A Mendelian randomization study of the effect of body mass index on 52 causes of death among 125 000 Mexican adults with admixed ancestry.
Gnatiuc Friedrichs L., Kuri-Morales P., Trichia E., Staplin N., Torres J., Alegre-Díaz J., Baca P., Garcilazo-Ávila A., González-Carballo C., Ramirez-Reyes R., Rivas F., Aguilar-Ramirez D., Bragg F., Clarke R., Herrington WG., Hill M., Liu T., Vergara-Lope A., Wade R., Collins R., Peto R., Berumen J., Tapia-Conyer R., Emberson JR.

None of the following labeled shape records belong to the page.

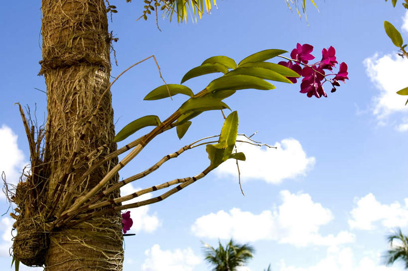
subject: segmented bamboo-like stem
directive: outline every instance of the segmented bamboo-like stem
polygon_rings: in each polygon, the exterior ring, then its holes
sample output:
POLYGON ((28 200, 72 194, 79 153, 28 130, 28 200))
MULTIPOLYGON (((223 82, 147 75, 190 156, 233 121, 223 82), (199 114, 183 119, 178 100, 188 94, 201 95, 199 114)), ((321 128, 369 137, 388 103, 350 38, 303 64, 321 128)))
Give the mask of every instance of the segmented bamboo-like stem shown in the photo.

BACKGROUND: Persistent hyperglycaemia in diabetes can cause weight loss, distorting the association of adiposity with mortality. We estimated the lifelong associations of genetically predicted body mass index (BMI) with 52 causes of death among 125 003 Mexican adults, in whom persistent hyperglycaemia in diabetes was common. METHODS: A trans-ancestry genetic instrument for BMI (from 724 BMI-associated single-nucleotide polymorphisms) estimated the causal relevance of BMI to mortality before age 75 years, stratified by sex and adjusted for age and underlying ancestry structure, using a one-sample Mendelian randomization (MR) approach. Two-sample MR and other sensitivity analyses were also performed. RESULTS: The genetic instrument explained 3% of the BMI variation and predicted BMI similarly in men and women. Each 5-kg/m2 higher genetically predicted BMI was associated with nearly a doubling in the risk of all-cause mortality at ages 35-74 years [13 066 deaths; hazard ratio (HR) 1.80, 95% confidence interval (CI) 1.63-2.00]. Hazard ratios were greater for vascular-metabolic (n = 7111; HR 2.15, 95% CI 1.87-2.48) than for non-vascular-metabolic causes (n = 5955; HR 1.47, 95% CI 1.27-1.71) and particularly strong for renal (n = 2034; HR 3.59, 95% CI 2.76-4.67), acute diabetic crises (n = 557; HR 2.70, 95% CI 1.64-4.44), and infective deaths (n = 811; HR 2.61, 95% CI 1.73-3.92). For all-cause mortality, HRs were somewhat greater at younger ages compared with older ages, and slightly larger in those with a higher proportion of Indigenous American ancestry. The strength of the association with mortality was reduced by more than half after simple adjustment for genetic predisposition to diabetes. Sensitivity analyses supported the main conclusions. CONCLUSION: In this Mexican population, genetically predicted lifelong BMI was strongly related to mortality and mediated substantially through diabetes.